Avevo conosciuto i volti della sua famiglia, avevo sentito la voce del padre e del suo popolo, mi aveva fatto sporgere su catastrofi mostruose e, risparmiandomi ferite fisiche ed economiche, mi aveva accompagnato in fughe e percorsi di salvezza. Con lei avevo sperimentato cadute e riprese.

Impavida, nulla poteva ferirla: lei era espressione riuscita di uno slancio di grandezza che le batteva ancora nelle vene.

Conosceva ormai tutto della sua malattia e dell'appuntamento cui non poteva sottrarsi, dal giorno dello schianto sull'autostrada di S.Marino.

Non ricordo come feci ad alzarmi da quella poltrona ma, la notte, rivisitai il racconto e finii per accostarlo a parole sante e audaci:
"Quanto a me, il mio sangue sta per essere sparso in libagione ed è giunto il momento di sciogliere le vele.

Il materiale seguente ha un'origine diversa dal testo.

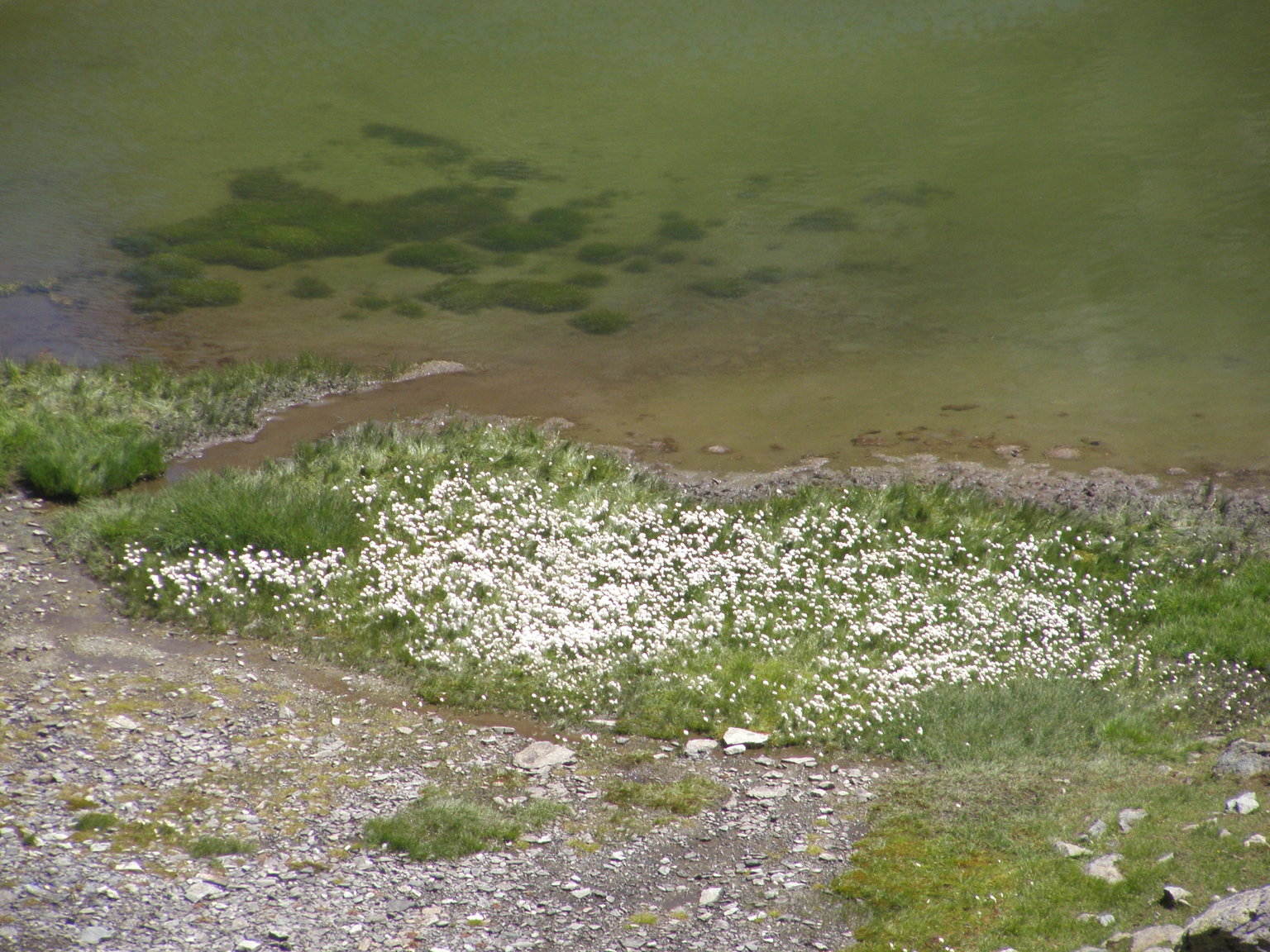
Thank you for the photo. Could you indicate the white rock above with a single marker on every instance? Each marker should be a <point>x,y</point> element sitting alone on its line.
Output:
<point>1105,869</point>
<point>1246,802</point>
<point>542,753</point>
<point>739,735</point>
<point>769,791</point>
<point>431,369</point>
<point>201,890</point>
<point>700,746</point>
<point>1128,817</point>
<point>1070,850</point>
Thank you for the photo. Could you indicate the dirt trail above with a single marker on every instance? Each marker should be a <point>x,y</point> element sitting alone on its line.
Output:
<point>174,738</point>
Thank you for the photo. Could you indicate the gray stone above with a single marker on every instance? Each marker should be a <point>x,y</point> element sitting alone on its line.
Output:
<point>1147,938</point>
<point>542,753</point>
<point>201,890</point>
<point>700,746</point>
<point>1175,897</point>
<point>1070,850</point>
<point>1246,802</point>
<point>1105,869</point>
<point>1128,817</point>
<point>739,735</point>
<point>769,791</point>
<point>1244,759</point>
<point>1239,923</point>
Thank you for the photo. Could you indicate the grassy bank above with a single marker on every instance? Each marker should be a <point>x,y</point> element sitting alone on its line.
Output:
<point>504,569</point>
<point>1037,670</point>
<point>69,433</point>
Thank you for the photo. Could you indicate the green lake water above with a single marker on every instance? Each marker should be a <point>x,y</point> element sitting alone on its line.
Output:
<point>1054,216</point>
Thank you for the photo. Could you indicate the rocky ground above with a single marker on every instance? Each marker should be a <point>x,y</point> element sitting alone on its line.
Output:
<point>178,738</point>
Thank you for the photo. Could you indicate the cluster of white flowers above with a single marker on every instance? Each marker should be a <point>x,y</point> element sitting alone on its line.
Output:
<point>818,625</point>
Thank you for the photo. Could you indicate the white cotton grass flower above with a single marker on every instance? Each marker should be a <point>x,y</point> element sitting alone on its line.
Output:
<point>490,573</point>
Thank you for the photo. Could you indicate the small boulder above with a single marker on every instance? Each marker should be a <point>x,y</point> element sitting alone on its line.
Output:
<point>1175,897</point>
<point>1239,923</point>
<point>1244,759</point>
<point>1070,850</point>
<point>542,754</point>
<point>1105,869</point>
<point>700,746</point>
<point>739,735</point>
<point>1147,938</point>
<point>1244,804</point>
<point>1128,817</point>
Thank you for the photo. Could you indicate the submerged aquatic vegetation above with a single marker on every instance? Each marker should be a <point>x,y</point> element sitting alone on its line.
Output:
<point>824,220</point>
<point>440,149</point>
<point>443,257</point>
<point>540,296</point>
<point>310,287</point>
<point>766,274</point>
<point>676,227</point>
<point>465,296</point>
<point>724,287</point>
<point>601,321</point>
<point>478,556</point>
<point>272,220</point>
<point>602,253</point>
<point>587,279</point>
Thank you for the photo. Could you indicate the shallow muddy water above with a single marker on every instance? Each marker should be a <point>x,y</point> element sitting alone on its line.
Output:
<point>967,225</point>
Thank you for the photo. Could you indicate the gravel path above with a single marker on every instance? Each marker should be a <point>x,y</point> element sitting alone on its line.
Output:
<point>178,738</point>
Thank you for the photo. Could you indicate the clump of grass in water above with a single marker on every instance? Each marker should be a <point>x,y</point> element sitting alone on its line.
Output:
<point>464,296</point>
<point>824,220</point>
<point>602,253</point>
<point>440,826</point>
<point>723,287</point>
<point>599,321</point>
<point>73,432</point>
<point>676,227</point>
<point>443,257</point>
<point>272,220</point>
<point>587,279</point>
<point>310,287</point>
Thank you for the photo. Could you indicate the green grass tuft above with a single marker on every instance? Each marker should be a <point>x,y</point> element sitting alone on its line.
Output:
<point>686,796</point>
<point>215,845</point>
<point>441,826</point>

Ho combattuto una buona battaglia, ho terminato la mia corsa, ho conservato la fede. Ora mi resta solo la corona di giustizia che il Signore, giusto giudice, mi consegnerà in quel giorno; e non solo a me, ma anche a tutti coloro che attendono con amore la sua manifestazione".

Quattro giorni più tardi, al corrente dell'aggravarsi del suo stato, venni a sapere che B. era vegliata dalla sorella, venuta da un paese europeo.

Entrato nella stanza trovai B. distesa nel letto, composta, gli occhi ancora luminosi, la bocca serrata. Salutai con un cenno del capo la signora che stava seduta immobile ai piedi del letto e, avvicinandomi a B. le presi la mano accarezzandola dolcemente.

Si alzò di scatto come per fermarmi ma si arrestò e si ricompose seduta non appena un respiro di gratitudine sollevò il petto di B. e con la mano mi toccò la fronte.

Rimasi vicino a lei tenendole la mano fino quando gli occhi divennero pesanti e il respiro si fece calmo e ritmato.

Ebbi modo di parlare con la sorella e fu lei ad aiutarmi a comprendere meglio la situazione per essere di conforto all'anima orgogliosa e provata della primogenita del capo di un popolo.

Continuai a portare nella sua stanza l'unico Fiore di Bach che avevo fino a quel momento suggerito come utile (Water Violet).

Avevo, infatti, incontrato una persona rara che aveva bisogno solo di tenerezza e la mia presenza fu sua compagna negli ultimi giorni.